1989 aircraft disappearance

Pakistan International Airlines Flight 404 (پی آئی اے پرواز 404) was a Fokker F27 Friendship that disappeared shortly after takeoff on 25 August 1989. The aircraft presumably crashed somewhere in the Himalayas, Pakistan. All 54 people on board were lost and presumed dead.

==Disappearance==
At 07:36, the flight took off from the northern city of Gilgit, Pakistan, on its way to the national capital Islamabad. One of the pilots of the aircraft made a routine radio call at 07:40; this was the last communication with the aircraft. The aircraft is thought to have crashed in the Himalayas, but the wreckage has never been found.
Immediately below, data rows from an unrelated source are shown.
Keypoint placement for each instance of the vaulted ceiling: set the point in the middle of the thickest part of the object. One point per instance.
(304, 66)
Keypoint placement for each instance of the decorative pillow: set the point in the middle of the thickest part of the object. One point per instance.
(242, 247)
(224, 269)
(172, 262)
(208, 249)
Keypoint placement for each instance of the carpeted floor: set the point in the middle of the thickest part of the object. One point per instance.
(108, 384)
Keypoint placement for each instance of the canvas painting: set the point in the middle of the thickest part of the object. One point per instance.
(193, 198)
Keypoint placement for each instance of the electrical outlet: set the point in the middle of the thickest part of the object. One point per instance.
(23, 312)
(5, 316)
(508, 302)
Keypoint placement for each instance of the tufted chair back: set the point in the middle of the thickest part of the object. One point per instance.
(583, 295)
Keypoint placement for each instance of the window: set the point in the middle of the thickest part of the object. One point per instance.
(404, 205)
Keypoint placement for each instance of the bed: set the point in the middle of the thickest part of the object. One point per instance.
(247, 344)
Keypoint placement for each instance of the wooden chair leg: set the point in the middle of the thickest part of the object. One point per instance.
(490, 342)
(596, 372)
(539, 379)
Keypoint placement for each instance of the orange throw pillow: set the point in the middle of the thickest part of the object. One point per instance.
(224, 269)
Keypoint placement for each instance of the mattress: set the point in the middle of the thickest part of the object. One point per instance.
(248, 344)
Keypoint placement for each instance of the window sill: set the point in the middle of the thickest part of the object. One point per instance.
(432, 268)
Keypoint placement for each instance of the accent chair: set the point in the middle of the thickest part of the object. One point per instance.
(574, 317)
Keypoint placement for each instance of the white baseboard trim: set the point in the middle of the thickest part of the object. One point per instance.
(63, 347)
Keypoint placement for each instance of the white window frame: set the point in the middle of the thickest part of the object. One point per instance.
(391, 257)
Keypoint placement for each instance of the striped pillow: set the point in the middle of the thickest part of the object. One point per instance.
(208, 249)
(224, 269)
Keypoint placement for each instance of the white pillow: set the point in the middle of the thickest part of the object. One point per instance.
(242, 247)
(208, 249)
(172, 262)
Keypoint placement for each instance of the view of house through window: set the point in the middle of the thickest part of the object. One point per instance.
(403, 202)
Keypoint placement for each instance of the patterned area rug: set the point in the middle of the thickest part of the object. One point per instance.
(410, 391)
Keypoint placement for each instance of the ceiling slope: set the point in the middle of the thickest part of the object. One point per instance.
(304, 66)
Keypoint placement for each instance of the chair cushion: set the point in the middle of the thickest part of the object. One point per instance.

Some conspiracists claimed that the aircraft was shot down by India after it crossed the Line of Control, though there is no evidence supporting this.

==Aircraft==
The aircraft was a Fokker F27-200 Friendship turboprop airliner, serial number 10207, built in 1962 and registered as AP-BBF. It had accumulated approximately 44,524 hours of flying time; and 41,524 cycles (the number of times the aircraft had been pressurized) at the time of the accident.

==Search operation==
After the disappearance, several aerial search missions were launched by the Pakistani military using C-130s and search helicopters during the first three or four days. The Indian Air Force also launched an operation on the Indian side of the LOC. Later, land search parties were organized, comprising civilian and armed forces personnel. These searched the area around the 8000 m mountain Nanga Parbat, but found nothing.